Ainsi qu'un fruit pourri, la vie est dans ma bouche.
J'ai beau me retourner sur la cendre où je couche,
Je ressemble au remords qui ne peut pas dormir.
Quand je sors, ma maison a l'air de me vomir;
Quand je rentre, je sens me résister ma porte.
Seigneur! Seigneur! je suis importun au cloporte,
Le chien me fuit, l'oiseau craint mon front qui pâlit,
Et le porc monstrueux regarde mal mon lit.
Sous le ciel profond et bleu, mon âme est seule.
Ma bouche n'ose pas même baiser la gueule.
L'antre en me voyant gronde et devient soucieux.
Chaque jour rayonnant qui passe sous les cieux
Est un bourreau qui vient me traîner dans la claie.
Le tesson du bourbier, dont j'ai raclé ma plaie,
Va s'en plaindre à la fange et dit : il m'a sali.
Tout est votre pensée et je suis votre oubli,
Seigneur; le mal me tient sous sa griffe cruelle.
Des enfants en riant m'ont cassé mon écuelle;
Je n'ai plus que ma main lépreuse pour puiser
L'eau dans le creux du roc où l'air vient la verser,
De sorte qu'à présent je bois dans mon ulcère.
Seigneur!
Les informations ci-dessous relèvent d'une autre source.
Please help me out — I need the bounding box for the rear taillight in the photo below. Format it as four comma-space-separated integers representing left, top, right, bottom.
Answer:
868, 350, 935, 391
Seigneur! je suis dans le cachot misère.
La création voit ma face et dit : dehors!
La ville des vivants me repousse, et les morts
Ne veulent pas de moi, dégoût des catacombes.
Le ver des lèpres fait horreur au ver des tombes.
Dieu! je ne suis pas mort et ne suis pas vivant.
Je suis l'ombre qui souffre, et les hommes trouvant
Que pour l'être qui pleure et qui rampe et se traîne,
C'était trop peu du chancre, ont ajouté la haine.
Leur foule, ô Dieu, qui rit et qui chante, en passant
Me lapide saignant, expirant, innocent;
Ils vont marchant sur moi comme sur de la terre;
Je n'ai pas une plaie où ne tombe une pierre.
Eh bien! je suis content, Dieu, si je souffre seul!
Eh bien! je tire à moi tous les plis du linceul
Pour qu'il n'en flotte rien sur la tête des autres!
Eh bien! je ne sais pas quelles lois sont les vôtres,
Mais, dans mon anathème et mon accablement,
Je le dis, puisse, ô Dieu du profond firmament,
Du fond de ma nuit noire, en ce monde où nous sommes,
Mon malheur rayonner en bonheur sur les hommes!
Qu'ils vivent dans la joie et l'oubli, jamais las!
Ce qu'il vous doit, ô Dieu, l'homme l'ignore hélas!
Oh! que je sois celui qui pleure et qui rachète!
Laissez-moi vous payer leur rançon en cachette,
Dieu bon, par qui Noë connut le raisin mûr!
Femmes qui, si ma tête ose passer mon mur,
Si je tâche en passant de voir votre lumière,
Frémissantes, crachez sur ma pauvre chaumière,
Et qui vous enfuyez avec des cris d'effroi,
Que Dieu vous donne, hélas! L'amour qu'il m'ôte à moi!
Je vous bénis. Chantez dans cette vie amère.
Petit enfant qui tiens la robe de ta mère,
Et qui, si tu me vois songeant sous l'infini,
Dis : Mère, quel est donc ce monstre? sois béni.
Vous hommes, qui riez des pleurs de mes paupières,
O mes frères lointains qui me jetez des pierres,
Soyez bénis! bénis sur terre et dans les cieux!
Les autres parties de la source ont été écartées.